What a classic example of groupthink in the national media. Immediately after the debate I thought Kerry turned in a subpar performance on substance, but was still a bit better than Bush. The pundits apparently agreed that Kerry had edged out Bush.
But by the end of the night, buttressed by flash polls and more confident spin from the Kerry camp, pundits — even those on Faux News — were almost uniformly trumpeting a decisive Kerry victory. By the next morning, as the coverage snowballed, you’d have thought it was “Lincoln and Douglas vs. Elmer Fudd,” as Charlie Cook put it.
Dean says taking my advice would have backfired on Kerry. That by being more aggressive, he would have looked like a nut and turned off the liberals who already want us to be nicer to the U.N. and pull out of Iraq.
I disagree with that completely. Look closer at the Gallup numbers (as Dean is now doing). Sure, Kerry “looked more presidential” than Bush, but he made little headway in changing voters’ fundamental assumptions about him. Namely, that he’s a flip-flopper who changes positions often, is less trustworthy than Bush and weaker on Iraq, terrorism and national security. By a 17-point margin, voters preferred Bush as the man “tough enough” for the job.

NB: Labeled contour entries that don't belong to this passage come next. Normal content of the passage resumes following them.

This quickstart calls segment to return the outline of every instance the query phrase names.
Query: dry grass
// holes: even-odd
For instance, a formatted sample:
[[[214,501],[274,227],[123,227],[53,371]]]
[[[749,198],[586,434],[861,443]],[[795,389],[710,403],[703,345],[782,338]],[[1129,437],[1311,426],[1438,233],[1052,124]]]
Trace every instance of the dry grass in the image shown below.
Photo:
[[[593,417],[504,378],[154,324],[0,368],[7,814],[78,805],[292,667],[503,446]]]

Kerry would have done better to follow my advice. Maintain the same posture, which worked. Talk about the need for allies, which worked. But cut out the references to a “summit” and instead offer some real meat on Iraq. Tell them you’d ask NATO to secure the border areas, and then you’d deal once and for all with murderers like Muqtada al Sadr and Zarqawi, and then you’d break up the terorrist mini-states that had formed in places like Fallujah, so we could finish our work and get the hell out of there.
Yes, liberals badly want to make the point that Bush was wrong to go into Iraq. But at the same time, they don’t want to see us just pull up stakes and leave Iraq in a state of civil war or islamist theocracy. Hell, only the Kucinich/Nader crowd wants us out tomorrow, and there are just as many conservatives who’d also just as well see us declare victory and leave, whether Iraq was at peace or not.
So it’s possible to press the case that invading Iraq was a collossal error in judgement, but that now we’ve got to win there to get back on track in the war against al Qaeda, and that we must do so in such a way that’s tough on the terrorists but respectful of our allies. John Kerry didn’t do that, and that’s why, spinning aside, the American people still doubt him today.